Par un mémoire en défense, enregistré le 10 janvier 2025, la CASUD, représentée par Me Landot, conclut au rejet de la requête.
Elle fait valoir que :
— à titre principal, la décision implicite de rejet de la demande du 11 octobre 2023 née le 11 décembre 2023 a été précédée d’un recours gracieux antérieur et s’analyse ainsi comme une décision confirmative de la décision implicite de rejet de ce précédent recours reçu le 9 septembre 2022 : les conclusions à fin d’annulation sont dès lors irrecevables ;
— en tout état de cause la requête est tardive si elle est regardée comme étant dirigée à l’encontre du premier recours gracieux ;
— les conclusions indemnitaires sont irrecevables en l’absence de demande préalable ;
— les demandes présentées au titre de l’IAT pour la période antérieure au 1er janvier 2019 sont prescrites ;
— à titre subsidiaire, les moyens développés par la requérante à l’appui de ses conclusions à fin d’annulation et d’injonction ne sont pas fondés.
Par une ordonnance du 17 mars 2025, la clôture de l’instruction a été fixée au 17 avril 2025.
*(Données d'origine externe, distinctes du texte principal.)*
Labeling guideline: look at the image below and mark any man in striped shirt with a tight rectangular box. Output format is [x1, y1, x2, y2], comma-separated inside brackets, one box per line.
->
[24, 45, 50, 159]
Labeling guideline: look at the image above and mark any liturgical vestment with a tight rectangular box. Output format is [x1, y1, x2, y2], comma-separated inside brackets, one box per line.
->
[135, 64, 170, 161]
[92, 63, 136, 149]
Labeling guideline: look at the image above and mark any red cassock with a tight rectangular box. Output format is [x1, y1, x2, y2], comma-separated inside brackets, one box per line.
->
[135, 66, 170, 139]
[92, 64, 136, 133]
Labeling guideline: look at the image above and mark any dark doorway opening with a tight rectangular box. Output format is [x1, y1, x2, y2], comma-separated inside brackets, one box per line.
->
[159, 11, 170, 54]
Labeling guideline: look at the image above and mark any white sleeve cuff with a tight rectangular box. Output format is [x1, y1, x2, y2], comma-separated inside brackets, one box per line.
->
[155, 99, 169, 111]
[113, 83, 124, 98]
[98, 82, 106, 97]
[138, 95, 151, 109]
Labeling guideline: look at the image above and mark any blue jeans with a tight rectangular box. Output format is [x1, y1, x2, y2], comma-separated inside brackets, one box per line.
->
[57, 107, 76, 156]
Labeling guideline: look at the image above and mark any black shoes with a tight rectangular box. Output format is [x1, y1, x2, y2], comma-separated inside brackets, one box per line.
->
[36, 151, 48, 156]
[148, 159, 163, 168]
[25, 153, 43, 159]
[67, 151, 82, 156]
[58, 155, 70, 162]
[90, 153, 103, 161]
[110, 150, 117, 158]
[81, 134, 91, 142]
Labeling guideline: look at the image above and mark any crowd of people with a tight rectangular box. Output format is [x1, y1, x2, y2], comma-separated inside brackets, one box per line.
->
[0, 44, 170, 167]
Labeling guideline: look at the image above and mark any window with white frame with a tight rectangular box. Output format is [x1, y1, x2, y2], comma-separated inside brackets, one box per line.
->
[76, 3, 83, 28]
Vu les autres pièces du dossier.
Vu :
— le code général de la fonction publique ;
— la loi n°68-1250 du 31 décembre 1968 ;
— la loi n°84-53 du 26 janvier 1984 ;
— le décret n°1997-1223 du 26 décembre 1997 ;
— le décret n° 2002-61 du 14 janvier 2002 ;
— le décret n° 2014-513 du 20 mai 2014 ;
— le code de justice administrative.
Les parties ont été régulièrement averties du jour de l’audience.
Ont été entendus au cours de l’audience publique :
— le rapport de Mme Tomi, rapporteure,
— les conclusions de M. Sauvageot, rapporteur public,
— et les observations de Me Dejoie substituant Me Landot, pour la CASUD.
Considérant ce qui suit :
1. Mme A, initialement recrutée en 2010 en vertu d’un contrat à durée indéterminée, a été nommée en qualité d’adjoint administratif stagiaire de 2ème classe à compter du 15 novembre 2013 à la CASUD, puis titularisée dans ce grade à compter du 15 novembre 2014. Elle exerce les fonctions d’assistante comptable au sein de la direction des finances. A compter du 1er juillet 2013, date à laquelle elle a été nommée stagiaire, elle a cessé de percevoir l’IAT qui lui était versée depuis le 15 décembre 2010, au taux de 6,8, alors qu’elle était agent contractuel. Par lettre reçue le 11 octobre 2023, elle a sollicité l’attribution de cette indemnité ainsi que de l’IEMP, jusqu’à la date à laquelle elle a bénéficié du RIFSEEP. Une décision implicite de rejet est née le 14 décembre 2023. Par la présente requête, Mme A demande au tribunal d’annuler cette décision implicite de rejet du président de la CASUD, d’enjoindre de lui verser ces indemnités sur la base des coefficients maxima à compter du 1er janvier 2019 pour l’IEMP et du 15 novembre 2013 pour l’IAT et de condamner la collectivité à lui verser la somme de 5 000 euros en réparation du préjudice qu’elle estime avoir subi.
Sur la fin de non-recevoir soulevée en défense tirée du caractère tardif de la requête :
2. Aux termes de l’article R. 421-1 du code de justice administrative : « La juridiction ne peut être saisie que par voie de recours formé contre une décision et ce, dans les deux mois à partir de la notification ou de la publication de la décision attaquée. () ».
3. En l’espèce, une décision implicite de rejet de la demande d’octroi des indemnités litigieuse est née le 11 décembre 2023 du silence gardé par la CASUD sur la demande d’octroi des indemnités litigieuses formulée par courrier du 11 octobre 2023. La requête ayant été enregistrée le 11 février 2024, soit dans le délai de recours contentieux de deux mois, elle ne peut être regardée comme tardive. Par suite, la fin de non-recevoir opposée en défense, tirée de ce caractère tardif ne peut être accueillie.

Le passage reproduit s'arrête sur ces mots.